How can we enhance the well-being and security of all people and boost social and economic development while sustaining the Earth’s biodiversity and life support systems?
How do we feed a growing human population, sustain fresh water supplies and maintain biodiversity against a background of climate change and declining ecosystems and natural resources?
These are some of the greatest challenges of our time. Human well-being starts with sufficient income or resources to obtain adequate food and shelter, but also includes security, health, social acceptance, access to opportunities and freedom of choice. Poverty means lacking some or all of these aspects.
Almost half of the world’s population - 2.6 billion people - lives on US$2 a day or less and one billion of them on US$1 a day or less. Three quarters of the poorest families live in rural areas and depend on natural resources for their daily existence. Where opportunities or rights are limited, people and their livelihoods are increasingly vulnerable in the face of climate change, population growth and declining natural resources.
In the last 50 years we have successfully used and transformed ecosystems to bring about considerable gains for human well-being and economic development. However, not all regions and people have benefited equally, and the costs of these gains are borne disproportionately by the poor.

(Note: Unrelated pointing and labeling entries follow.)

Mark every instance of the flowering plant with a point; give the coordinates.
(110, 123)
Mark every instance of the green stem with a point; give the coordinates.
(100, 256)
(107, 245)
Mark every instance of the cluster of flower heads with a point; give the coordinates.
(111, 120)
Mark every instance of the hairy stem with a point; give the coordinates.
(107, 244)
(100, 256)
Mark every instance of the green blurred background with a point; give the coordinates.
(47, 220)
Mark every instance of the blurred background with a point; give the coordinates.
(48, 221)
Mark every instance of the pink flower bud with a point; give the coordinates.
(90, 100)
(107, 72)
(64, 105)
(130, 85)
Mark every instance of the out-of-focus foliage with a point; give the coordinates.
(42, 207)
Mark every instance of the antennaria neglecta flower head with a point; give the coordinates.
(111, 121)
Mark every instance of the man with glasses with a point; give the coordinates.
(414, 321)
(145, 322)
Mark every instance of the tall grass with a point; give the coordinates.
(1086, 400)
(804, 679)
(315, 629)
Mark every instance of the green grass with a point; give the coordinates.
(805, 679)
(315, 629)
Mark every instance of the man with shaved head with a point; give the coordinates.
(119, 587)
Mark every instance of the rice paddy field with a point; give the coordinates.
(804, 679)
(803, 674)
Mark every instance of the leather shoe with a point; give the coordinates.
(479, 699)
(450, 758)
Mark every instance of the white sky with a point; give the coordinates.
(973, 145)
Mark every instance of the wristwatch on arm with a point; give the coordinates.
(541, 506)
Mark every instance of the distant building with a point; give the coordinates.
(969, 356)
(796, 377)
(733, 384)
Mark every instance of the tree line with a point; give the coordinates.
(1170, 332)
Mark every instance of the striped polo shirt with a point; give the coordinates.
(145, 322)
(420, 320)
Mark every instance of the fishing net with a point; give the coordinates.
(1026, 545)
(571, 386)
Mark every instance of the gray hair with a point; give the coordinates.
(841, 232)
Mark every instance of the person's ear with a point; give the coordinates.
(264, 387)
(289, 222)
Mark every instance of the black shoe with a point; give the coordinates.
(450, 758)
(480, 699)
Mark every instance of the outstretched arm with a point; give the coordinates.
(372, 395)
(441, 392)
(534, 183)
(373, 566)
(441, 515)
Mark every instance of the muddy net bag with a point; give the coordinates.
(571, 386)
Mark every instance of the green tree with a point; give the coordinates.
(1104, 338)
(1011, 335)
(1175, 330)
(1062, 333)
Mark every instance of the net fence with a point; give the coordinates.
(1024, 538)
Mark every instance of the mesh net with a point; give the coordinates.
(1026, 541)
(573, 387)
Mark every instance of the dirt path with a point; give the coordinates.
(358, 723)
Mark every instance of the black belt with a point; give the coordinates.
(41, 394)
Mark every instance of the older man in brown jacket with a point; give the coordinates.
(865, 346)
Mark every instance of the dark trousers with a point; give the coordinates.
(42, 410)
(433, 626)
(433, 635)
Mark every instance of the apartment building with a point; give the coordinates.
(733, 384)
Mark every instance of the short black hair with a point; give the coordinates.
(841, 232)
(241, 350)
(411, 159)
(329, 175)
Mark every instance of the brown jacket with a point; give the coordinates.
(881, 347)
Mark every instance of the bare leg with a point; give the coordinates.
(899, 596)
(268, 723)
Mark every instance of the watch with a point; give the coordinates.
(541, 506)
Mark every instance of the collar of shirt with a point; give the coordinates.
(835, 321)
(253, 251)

The Earth’s ecosystems continue to provide life sustaining services and valuable products. But the natural resource bank is gradually being drawn down toward bankruptcy and becoming less able to support human life: 60% of key ecosystem services are being degraded or used unsustainably. As a result, we are already witnessing food and water insecurity; increased vulnerability to hazards like droughts and floods, health problems, dwindling fuel supplies, climate change, conflict over limited resources, poverty, social inequities and forced migrations.
We can no longer take nature’s goods and services for granted. The degradation of ecosystems and failure to account for their vital services is jeopardizing economic development goals, people’s livelihoods and human well-being. The challenges we face are urgent. Concerted and collaborative action is required.